In conclusion, Apter observed: “Policing has been failed so many times in the past. If the safety and security of our public is truly a priority, then this situation simply has to change.”

Thoughts of the business community

Amanda Tickel, global Brexit lead at Deloitte, has also commented on what the General Election result means for Brexit and, in particular, UK business.

“The uncertainty around whether or not Brexit will actually happen now ends, but there’s still big questions as to the form it will take. The General Election result does provide greater clarity on the UK’s political outlook and moves the country into a new phase. Businesses must ready themselves, while wider attention can now turn to the hugely important question of Britain’s future trading relationship with the EU.”

Tickel continued: “Although there’s an understandable feeling of extension exhaustion – with many businesses having already partially implemented restructuring, stockpiling and logistics plans – there’s still thousands who have done virtually nothing. There can be no further delay.”

In addition, Tickel observed: “Some changes are known, such as the freedom of movement ending, but many – including access to services, tariff arrangements and data management – are all still on the table. Time must be spent looking at the content of the withdrawal deal and preparing for the new UK-EU trade arrangements to be ready for this new era of UK business.”

By way of conclusion, Tickel explained: “The return of a majority Government also provides an important opportunity to focus on the post-Brexit challenges the country faces – unlocking business investment, strengthening the building blocks of the economy, improving skills and raising social mobility.”

Commenting on the impact following the General Election outcome, James Stewart (vice-chairman and head of Brexit for KPMG UK) stated: “Business will welcome the clarity of the General Election outcome. However, in terms of the Brexit deal, the attention will be on the final exit deal in 12 months rather than the transition deal at the end of January. The Government’s two priorities for the next 12 months should be securing a good Brexit deal and getting the UK back on the path to growth – for example, investment in infrastructure and upskilling the UK workforce. Businesses and people will also be hoping for an inclusive Government that addresses the divisions in society and achieves a better future across the UK.”
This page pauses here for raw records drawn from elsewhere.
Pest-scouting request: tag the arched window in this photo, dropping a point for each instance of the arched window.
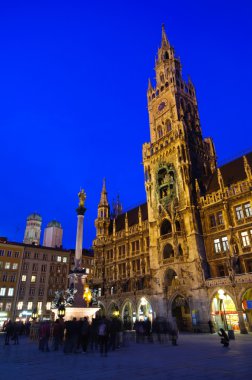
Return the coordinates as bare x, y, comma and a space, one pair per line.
178, 227
166, 55
169, 276
159, 131
168, 125
180, 250
168, 251
165, 228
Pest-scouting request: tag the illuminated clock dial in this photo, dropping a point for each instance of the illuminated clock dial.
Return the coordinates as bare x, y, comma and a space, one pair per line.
161, 106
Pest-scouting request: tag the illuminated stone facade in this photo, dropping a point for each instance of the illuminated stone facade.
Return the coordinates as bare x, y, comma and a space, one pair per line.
159, 258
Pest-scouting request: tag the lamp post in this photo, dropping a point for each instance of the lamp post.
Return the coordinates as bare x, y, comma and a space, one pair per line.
222, 297
34, 314
87, 295
61, 311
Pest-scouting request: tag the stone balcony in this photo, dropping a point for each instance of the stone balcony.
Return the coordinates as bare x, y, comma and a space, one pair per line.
221, 281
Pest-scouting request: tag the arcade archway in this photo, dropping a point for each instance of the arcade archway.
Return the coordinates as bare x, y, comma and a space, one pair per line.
127, 316
247, 308
144, 310
113, 310
223, 311
181, 311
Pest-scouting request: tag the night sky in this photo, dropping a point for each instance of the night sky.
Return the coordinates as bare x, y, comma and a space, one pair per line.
73, 106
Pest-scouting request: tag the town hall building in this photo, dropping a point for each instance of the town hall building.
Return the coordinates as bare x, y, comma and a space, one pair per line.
186, 253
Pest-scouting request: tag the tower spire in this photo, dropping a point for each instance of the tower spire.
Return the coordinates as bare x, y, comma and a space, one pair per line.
165, 41
104, 198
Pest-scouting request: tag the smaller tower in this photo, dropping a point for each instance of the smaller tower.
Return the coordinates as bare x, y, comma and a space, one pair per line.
79, 235
103, 219
33, 229
53, 235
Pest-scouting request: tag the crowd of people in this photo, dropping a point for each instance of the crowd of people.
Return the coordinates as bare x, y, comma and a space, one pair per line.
81, 336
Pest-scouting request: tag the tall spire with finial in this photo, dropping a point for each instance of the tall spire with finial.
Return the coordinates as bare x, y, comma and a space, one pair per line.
165, 41
104, 198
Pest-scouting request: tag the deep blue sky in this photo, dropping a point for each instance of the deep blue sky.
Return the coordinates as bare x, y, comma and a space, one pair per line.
73, 97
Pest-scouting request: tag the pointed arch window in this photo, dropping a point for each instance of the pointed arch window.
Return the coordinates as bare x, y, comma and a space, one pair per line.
168, 125
166, 227
168, 251
159, 132
178, 227
166, 55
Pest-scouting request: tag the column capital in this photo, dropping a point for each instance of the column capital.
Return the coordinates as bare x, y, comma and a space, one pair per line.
81, 210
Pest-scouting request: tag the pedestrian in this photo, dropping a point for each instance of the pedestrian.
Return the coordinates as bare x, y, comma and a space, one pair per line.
8, 328
85, 329
174, 333
211, 326
56, 335
103, 334
15, 333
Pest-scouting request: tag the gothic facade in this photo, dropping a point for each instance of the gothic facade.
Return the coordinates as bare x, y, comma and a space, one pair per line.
186, 252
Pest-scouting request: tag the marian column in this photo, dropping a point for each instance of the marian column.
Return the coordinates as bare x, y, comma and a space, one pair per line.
79, 236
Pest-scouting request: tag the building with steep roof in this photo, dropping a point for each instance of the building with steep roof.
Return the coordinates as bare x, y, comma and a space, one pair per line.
186, 253
33, 229
53, 234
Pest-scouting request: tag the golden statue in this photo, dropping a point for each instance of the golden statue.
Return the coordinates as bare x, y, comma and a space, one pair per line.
82, 197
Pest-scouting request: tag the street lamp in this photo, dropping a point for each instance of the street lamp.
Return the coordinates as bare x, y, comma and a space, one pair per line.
34, 314
61, 311
87, 295
222, 297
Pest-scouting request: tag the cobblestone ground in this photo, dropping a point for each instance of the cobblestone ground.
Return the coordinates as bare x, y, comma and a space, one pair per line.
199, 356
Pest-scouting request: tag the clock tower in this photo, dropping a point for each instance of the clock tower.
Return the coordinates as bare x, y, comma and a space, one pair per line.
177, 162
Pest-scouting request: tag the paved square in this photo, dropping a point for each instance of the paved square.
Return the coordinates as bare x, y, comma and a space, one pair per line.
197, 356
Yael Selfin, chief economist at KPMG UK, added: “Reigniting investment spending and accelerating growth will be key for the new Government, but as the cloud of uncertainty around an EU deal is likely to remain throughout next year, public spending will need to do the heavy lifting.”
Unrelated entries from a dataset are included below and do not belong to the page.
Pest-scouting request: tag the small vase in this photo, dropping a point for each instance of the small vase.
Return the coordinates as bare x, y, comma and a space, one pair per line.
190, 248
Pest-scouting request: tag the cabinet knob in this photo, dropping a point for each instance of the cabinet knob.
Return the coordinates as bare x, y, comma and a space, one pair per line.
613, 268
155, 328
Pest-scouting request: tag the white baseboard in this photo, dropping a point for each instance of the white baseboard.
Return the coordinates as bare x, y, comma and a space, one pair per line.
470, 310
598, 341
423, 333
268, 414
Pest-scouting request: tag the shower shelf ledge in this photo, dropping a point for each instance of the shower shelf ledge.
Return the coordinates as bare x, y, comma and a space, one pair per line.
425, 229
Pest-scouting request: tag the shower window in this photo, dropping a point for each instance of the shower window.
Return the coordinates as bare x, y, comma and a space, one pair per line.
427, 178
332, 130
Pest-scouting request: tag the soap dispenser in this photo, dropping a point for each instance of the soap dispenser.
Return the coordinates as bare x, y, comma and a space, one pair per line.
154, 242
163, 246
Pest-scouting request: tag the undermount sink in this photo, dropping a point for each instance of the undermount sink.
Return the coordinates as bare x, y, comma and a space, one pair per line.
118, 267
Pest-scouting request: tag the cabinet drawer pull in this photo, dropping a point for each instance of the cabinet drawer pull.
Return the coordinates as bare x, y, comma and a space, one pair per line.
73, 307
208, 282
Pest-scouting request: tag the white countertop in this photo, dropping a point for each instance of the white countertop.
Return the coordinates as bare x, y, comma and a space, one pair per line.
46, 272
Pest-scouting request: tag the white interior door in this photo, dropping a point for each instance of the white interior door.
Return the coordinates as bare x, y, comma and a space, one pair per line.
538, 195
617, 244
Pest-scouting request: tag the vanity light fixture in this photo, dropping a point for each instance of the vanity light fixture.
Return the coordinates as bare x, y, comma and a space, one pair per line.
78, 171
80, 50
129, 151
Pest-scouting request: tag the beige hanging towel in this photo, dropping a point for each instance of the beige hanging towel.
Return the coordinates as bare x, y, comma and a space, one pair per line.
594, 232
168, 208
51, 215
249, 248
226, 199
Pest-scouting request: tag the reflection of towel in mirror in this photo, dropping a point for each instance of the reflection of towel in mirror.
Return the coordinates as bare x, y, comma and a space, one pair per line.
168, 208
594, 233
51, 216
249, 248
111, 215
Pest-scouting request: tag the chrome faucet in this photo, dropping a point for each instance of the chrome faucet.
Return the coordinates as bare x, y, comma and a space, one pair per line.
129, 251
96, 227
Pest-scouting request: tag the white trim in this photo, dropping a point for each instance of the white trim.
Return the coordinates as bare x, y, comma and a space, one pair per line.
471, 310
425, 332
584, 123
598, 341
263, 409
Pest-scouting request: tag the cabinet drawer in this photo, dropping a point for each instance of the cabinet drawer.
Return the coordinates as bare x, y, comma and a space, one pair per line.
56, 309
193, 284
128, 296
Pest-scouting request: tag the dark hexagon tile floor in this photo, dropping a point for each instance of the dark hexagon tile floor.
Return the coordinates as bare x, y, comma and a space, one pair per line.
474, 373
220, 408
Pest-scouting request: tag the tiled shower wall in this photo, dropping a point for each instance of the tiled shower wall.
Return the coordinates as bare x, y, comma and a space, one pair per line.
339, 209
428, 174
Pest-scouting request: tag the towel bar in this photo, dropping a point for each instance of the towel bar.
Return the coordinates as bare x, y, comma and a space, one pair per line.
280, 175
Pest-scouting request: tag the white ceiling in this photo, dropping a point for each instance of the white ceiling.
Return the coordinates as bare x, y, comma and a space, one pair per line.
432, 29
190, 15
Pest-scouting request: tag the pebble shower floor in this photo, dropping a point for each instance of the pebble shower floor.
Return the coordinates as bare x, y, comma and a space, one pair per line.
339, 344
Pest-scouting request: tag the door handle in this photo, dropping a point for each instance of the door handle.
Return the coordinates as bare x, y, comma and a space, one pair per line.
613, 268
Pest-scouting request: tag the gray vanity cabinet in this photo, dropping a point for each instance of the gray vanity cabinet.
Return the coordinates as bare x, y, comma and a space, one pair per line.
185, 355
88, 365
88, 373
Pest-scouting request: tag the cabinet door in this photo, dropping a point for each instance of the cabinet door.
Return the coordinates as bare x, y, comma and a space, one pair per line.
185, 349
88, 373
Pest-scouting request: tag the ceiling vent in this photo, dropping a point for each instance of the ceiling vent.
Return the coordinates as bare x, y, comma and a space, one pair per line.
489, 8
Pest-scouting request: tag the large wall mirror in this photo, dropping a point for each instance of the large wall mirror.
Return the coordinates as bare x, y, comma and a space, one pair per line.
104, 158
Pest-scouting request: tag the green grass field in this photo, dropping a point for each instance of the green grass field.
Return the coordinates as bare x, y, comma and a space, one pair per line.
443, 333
Selfin also said: “The new Government must turn its attention to some of the longer standing challenges facing the UK, such as poor productivity and declining regional opportunities, to help secure a better long-term future, while addressing the challenges and opportunities presented by new technology and climate change.”

Selfin concluded: “Although there’s a broad consensus that a measured increase in public spending is right for the UK, limited capacity, both within Government as it focuses on completing a deal and in the labour market, call into question the extent of a boost it will bring next year. It could now be time to accelerate devolution and reconsider the UK’s future migration policy.”

Response from ADS

Responding to the result of the General Election, ADS CEO Paul Everitt said: “We look forward to working with the new Government to ensure the UK’s aerospace, defence, security and space industries remain global leaders at a time of significant change.”

Everitt continued: “A close partnership between Government and industry is essential to secure sustained long-term growth in our strategic industries.”

In conclusion, Everitt observed: “We must deliver a close future relationship with the European Union, boost investment in innovation and green technologies, develop a defence and security industrial strategy and also bid to forge an ambitious national space programme.”